Recently published accounts show €2.8m of that was spent last year, and less than €30,000, or 1% of target, was raised in sponsorship.

Independent Galway West TD Catherine Connolly has described the low sponsorship as “alarming”.

More than €978,000 of the expenditure was on direct programme funding, but over €330,000 was also spent on professional, legal and audit fees, external advisers and “other” unspecified expenditure.

Former city mayor and outgoing Fine Gael city councillor Padraig Conneely described aspects of the 2018 financial statement as “disturbing”.

Ms Coop and Ms Marriage have worked together for 11 years with London-based company Artichoke.
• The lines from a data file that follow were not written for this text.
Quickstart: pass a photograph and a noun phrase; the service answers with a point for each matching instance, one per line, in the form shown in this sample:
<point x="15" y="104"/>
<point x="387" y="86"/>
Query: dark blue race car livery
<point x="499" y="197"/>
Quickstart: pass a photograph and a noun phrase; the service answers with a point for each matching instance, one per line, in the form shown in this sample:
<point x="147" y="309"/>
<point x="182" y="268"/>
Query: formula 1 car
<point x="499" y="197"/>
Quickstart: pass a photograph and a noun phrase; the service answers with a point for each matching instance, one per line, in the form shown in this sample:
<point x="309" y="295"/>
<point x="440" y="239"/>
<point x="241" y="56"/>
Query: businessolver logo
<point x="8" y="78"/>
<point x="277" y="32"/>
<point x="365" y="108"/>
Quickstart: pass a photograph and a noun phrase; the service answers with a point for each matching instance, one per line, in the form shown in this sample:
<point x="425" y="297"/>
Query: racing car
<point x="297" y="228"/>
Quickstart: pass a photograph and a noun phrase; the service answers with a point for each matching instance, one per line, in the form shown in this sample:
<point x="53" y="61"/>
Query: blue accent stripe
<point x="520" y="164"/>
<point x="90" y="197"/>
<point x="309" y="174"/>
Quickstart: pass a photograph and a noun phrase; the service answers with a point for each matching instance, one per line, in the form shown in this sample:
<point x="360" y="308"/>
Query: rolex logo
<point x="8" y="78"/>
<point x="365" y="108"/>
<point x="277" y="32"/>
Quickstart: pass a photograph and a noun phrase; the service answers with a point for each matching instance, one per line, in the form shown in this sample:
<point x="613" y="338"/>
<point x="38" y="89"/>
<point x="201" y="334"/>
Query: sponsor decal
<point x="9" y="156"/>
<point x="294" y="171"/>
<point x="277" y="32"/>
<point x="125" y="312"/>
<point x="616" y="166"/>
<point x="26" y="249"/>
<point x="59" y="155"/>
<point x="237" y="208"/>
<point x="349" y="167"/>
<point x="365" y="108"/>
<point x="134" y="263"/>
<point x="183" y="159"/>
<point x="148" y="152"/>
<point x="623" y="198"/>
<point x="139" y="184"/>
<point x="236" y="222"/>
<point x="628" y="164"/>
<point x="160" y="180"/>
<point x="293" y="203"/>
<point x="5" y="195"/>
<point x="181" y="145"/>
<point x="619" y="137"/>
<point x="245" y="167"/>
The company co-founded by Ms Marriage has a reputation for large scale public art events, and linked up two years ago with Galway street theatre company Macnas for the 2020 bid book.

Three months ago, Artichoke was signed up by Galway 2020 to fill a vacuum in both creative leadership and fundraising, after the project’s first creative director, Chris Baldwin, quit only just 10 months into his contract.

Sarah Coop
Sarah Coop

Further resignations delayed both programming and corporate sponsorship targets, as arts groups were informed of budget cuts.

The cuts forced Druid Theatre company to pull the larger of its two projects from the 2020 programme.

An EU monitoring group report last summer warned that Galway was in “danger of losing track ... and incurring further delays”.

Ms Coop says it is “easy to knock”, and notes that €23m is still a considerable amount of money.

She recently drummed up stg£6.6m over two years for four large scale projects in Britain.

Some £1.5m of this was for Processions, a mass participation in Belfast, Cardiff, Edinburgh and London celebrating a century of women’s suffrage.

In theory, she has less than one year to secure a similar sum for Galway 2020, but she says that fundraising will continue well beyond next January’s opening ceremony into next year.

Negotiations on securing five pledges amounting to €1m are at an advanced stage, while links are being made with more than 50 local companies which had pledged sums of between €2,020 and €8,080 over four years.

Celebrations in 2016 when Galway was revealed as the Capital of Culture for 2020.
Celebrations in 2016 when Galway was revealed as the Capital of Culture for 2020.

Ms Coop says she was heartened by the response from business leaders at a recent presentation.

The €7m corporate sponsorship required will be a mix of partnerships and financial support, and will not include ticket sales.

The full programme is due for publication in September.

Ms Marriage said the bid book is still the “bedrock”, but she hopes to add some “additional strands” to enhance the 2020 themes of language, landscape and migration.

“The European capital of culture has to be a bigger vision of what goes on here in Galway normally,” Ms Marriage said.

She stressed that the award-winning Druid Theatre company would still be “front and centre” of the programme.

Much has been made of a lack of legacy in terms of new arts infrastructure.

The recently formed Theatre 57 grouping is campaigning for a cultural hub, and sought an “open call” for further projects in the 2020 programme.

Ms Marriage says the recently announced second round of the “Small Towns, Big Ideas” strand for community projects is effectively that “open call”.

Ms Marriage has promised an “extraordinary” opening ceremony in January.